Thirty years later, with apartheid defeated, in part, by exactly such outside pressures, including cultural ones, Brown's stance seems much more reasonable and orthodox than it may have done at the time. Bans and boycotts may have stymied Rhodesian liberal dialogue, but they contributed to the creation of democratic republics in Zimbabwe and South Africa. Despite their imperfections, both are better than what went before. Hard-line white settler minorities were displaced from the centres of power.

There's an increasing sense that something similar must happen in Israel, and that even artists might have a role to play. Last week a long-time hero of mine, the writer John Berger, wrote a letter to The Guardian newspaper calling for a cultural boycott of Israel. The letter was signed by about 90 artists, musicians, writers, film directors and intellectuals including another hero of mine, Brian Eno, the artist Cornelia Parker, the writer Arundhati Roy, and many others.

Berger explained that for him the boycott involved refusing to let his novels be published by Israeli publishing houses until the Palestinian question is satisfactorily resolved. Film director Ken Loach said he'd keep his films out of state-sponsored Israeli film festivals. "It could be a factor in Israeli policy changing," Berger said. "Of course its effects will not be gigantic but it is a way of not staying silent. It is a very personal call ... a way of encouraging the very courageous Israelis who oppose their government and an encouragement to Palestinians to somehow go on surviving."
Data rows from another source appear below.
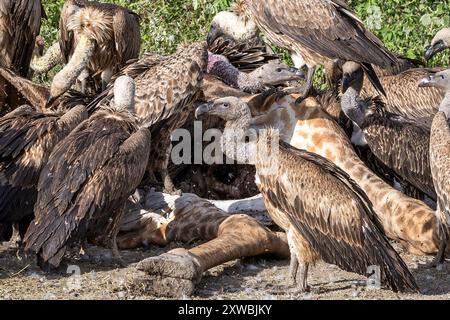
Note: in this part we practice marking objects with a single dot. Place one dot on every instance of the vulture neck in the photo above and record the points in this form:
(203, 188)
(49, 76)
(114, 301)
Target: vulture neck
(77, 63)
(352, 105)
(233, 140)
(53, 57)
(235, 78)
(445, 105)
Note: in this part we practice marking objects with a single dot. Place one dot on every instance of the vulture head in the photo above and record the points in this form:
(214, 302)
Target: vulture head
(439, 80)
(352, 75)
(228, 109)
(273, 73)
(439, 43)
(124, 92)
(229, 25)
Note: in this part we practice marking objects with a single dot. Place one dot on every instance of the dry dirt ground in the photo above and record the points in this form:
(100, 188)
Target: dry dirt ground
(251, 278)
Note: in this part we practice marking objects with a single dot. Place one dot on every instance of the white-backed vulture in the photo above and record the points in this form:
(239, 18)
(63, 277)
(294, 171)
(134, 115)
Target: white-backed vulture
(324, 213)
(440, 42)
(166, 89)
(404, 98)
(268, 74)
(20, 23)
(97, 37)
(238, 41)
(440, 158)
(317, 31)
(402, 144)
(89, 176)
(27, 138)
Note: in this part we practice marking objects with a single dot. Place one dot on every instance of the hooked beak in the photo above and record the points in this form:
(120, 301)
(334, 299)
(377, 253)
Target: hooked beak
(426, 82)
(434, 49)
(50, 101)
(346, 81)
(299, 73)
(202, 109)
(213, 34)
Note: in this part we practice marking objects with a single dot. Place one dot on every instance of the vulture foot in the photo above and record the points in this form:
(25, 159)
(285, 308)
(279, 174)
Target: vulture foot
(172, 274)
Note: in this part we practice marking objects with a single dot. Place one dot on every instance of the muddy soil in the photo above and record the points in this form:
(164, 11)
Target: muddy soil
(250, 278)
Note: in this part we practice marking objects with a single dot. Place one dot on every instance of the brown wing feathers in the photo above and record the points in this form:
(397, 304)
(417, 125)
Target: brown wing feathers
(347, 234)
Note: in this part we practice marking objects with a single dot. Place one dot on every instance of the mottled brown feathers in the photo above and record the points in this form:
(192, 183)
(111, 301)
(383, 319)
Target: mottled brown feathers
(20, 23)
(333, 215)
(83, 187)
(27, 138)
As an article on American site Alternet points out, "surviving" is currently the best the Palestinians can hope for.

"The bleakness of life for Palestinians, especially in the Gaza Strip, is a mystery only to us. In the current Israeli campaign in Gaza, now sealed off from the outside world, almost 500 Palestinians, most unarmed, have been killed. Sanctions, demanded by Israel and imposed by the international community after the Hamas victory last January in what were universally acknowledged to be free and fair elections, have led to the collapse of civil society in Gaza and the West Bank, as well as widespread malnutrition. And Palestinians in the West Bank are being encased, in open violation of international law, in a series of podlike militarized ghettos with Israel's massive $2 billion project to build a "security barrier." This barrier will gobble up at least 10 percent of the West Bank, including most of the precious aquifers and at least 40,000 acres of Palestinian farmland. The project is being financed in large part through $9 billion in American loan guarantees, although when Congress approved the legislation in April 2003, Israel was told that the loans could be used "only to support activities in the geographic areas which were subject to the administration of the Government of Israel prior to June 5, 1967."

"But it is in Gaza that conditions are currently reaching a full-blown humanitarian crisis. "Gaza is in its worst condition ever," Gideon Levy wrote recently in the Israeli paper Ha'aretz. "The Israel Defense Forces have been rampaging through Gaza -- there's no other word to describe it -- killing and demolishing, bombing and shelling, indiscriminately. ... How contemptible all the sublime and nonsensical talk about 'the end of the occupation' and 'partitioning the land' now appears. Gaza is occupied, and with greater brutality than before. ... This is disgraceful and shocking collective punishment."